Per-example Gradients: a New Frontier for Understanding and Improving Optimizers
Abstract
When computing gradients, deep learning training algorithms typically treat the mini-batch as a fundamental unit --- only returning batch-averaged gradients. Computing non-linear statistics of the mini-batch gradient distribution has traditionally been viewed as prohibitively expensive or requiring complex, custom implementations. We challenge this view by demonstrating that sequence-level architectures offer a natural testbed for prototyping algorithms based on per-example gradients. We show that staged programming languages like JAX enable generic manipulations of mini-batch gradient computations.
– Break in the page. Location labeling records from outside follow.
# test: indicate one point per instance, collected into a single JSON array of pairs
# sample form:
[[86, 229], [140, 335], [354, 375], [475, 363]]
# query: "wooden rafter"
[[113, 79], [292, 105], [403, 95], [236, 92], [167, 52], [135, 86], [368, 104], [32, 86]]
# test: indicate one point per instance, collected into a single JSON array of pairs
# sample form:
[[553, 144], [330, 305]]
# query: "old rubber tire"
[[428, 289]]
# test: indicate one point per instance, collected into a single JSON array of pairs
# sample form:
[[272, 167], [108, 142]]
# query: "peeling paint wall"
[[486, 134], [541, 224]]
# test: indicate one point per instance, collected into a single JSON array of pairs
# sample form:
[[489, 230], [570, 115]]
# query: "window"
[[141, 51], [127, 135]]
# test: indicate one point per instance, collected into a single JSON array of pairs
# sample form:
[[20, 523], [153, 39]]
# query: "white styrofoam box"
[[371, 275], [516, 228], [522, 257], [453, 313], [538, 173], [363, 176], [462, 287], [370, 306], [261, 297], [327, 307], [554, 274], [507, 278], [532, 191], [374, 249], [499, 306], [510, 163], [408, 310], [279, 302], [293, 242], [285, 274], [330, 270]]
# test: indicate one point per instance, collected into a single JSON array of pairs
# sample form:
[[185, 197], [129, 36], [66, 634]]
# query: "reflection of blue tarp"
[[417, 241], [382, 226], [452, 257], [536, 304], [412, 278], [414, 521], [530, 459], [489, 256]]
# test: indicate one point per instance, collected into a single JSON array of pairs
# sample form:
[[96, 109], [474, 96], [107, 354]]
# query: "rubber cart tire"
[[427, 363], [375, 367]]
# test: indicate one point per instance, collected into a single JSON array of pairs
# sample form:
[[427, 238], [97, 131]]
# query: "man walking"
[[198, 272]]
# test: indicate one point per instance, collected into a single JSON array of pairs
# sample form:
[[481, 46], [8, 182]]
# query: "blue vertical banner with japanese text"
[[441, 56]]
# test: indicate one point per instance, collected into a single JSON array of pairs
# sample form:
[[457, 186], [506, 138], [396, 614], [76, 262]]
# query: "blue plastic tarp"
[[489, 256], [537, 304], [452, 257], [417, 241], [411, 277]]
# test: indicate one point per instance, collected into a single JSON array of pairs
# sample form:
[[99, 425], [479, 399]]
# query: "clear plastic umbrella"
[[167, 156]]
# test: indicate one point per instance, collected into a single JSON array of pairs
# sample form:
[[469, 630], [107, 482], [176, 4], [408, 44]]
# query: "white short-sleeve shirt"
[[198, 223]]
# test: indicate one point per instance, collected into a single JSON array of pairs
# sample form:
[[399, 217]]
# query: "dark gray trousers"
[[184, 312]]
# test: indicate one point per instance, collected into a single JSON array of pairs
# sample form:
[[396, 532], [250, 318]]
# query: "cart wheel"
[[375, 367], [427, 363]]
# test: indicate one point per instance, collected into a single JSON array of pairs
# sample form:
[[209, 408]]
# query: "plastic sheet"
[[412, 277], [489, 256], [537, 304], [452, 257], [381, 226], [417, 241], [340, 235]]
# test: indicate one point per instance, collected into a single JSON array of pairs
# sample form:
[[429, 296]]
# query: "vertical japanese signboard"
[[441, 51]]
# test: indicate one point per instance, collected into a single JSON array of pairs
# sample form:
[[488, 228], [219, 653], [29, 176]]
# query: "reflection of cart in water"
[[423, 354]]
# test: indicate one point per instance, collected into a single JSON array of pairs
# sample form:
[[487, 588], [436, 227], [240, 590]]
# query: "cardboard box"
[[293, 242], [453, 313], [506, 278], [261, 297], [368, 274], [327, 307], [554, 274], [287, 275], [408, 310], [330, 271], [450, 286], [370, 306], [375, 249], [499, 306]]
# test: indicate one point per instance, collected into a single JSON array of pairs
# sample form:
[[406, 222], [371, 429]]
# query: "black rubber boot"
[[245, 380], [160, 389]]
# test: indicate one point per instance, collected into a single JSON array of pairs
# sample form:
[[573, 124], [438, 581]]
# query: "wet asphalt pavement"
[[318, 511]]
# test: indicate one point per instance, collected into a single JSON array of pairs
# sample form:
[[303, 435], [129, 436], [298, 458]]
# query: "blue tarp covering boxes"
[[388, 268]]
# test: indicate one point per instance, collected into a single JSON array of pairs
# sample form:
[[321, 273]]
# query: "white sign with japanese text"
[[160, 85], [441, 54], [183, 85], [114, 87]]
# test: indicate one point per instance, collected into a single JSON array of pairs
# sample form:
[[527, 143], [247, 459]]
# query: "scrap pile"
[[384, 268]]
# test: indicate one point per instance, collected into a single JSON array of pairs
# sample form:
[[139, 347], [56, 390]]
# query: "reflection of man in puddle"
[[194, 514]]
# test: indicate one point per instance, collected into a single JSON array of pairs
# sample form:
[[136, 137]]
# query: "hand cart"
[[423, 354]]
We then build on Dangel et. al. (2019) to derive implementations of specific per-example or per-token operations with negligible computational or memory overhead. Finally, we leverage our findings to re-examine two nonlinear optimization operations. First, we analyze signSGD, showing that the optimal placement of the sign operation is critical to success and can be predicted via a simple signal-to-noise ratio argument. Second, we investigate per-example variations of the Adam preconditioner and find that, contrary to conventional wisdom, optimization is best served when the preconditioner is dominated by the mean squared of the gradient distribution rather than its variance. Overall our work shows that accessible per-example gradient information unlocks new avenues for algorithm analysis and design.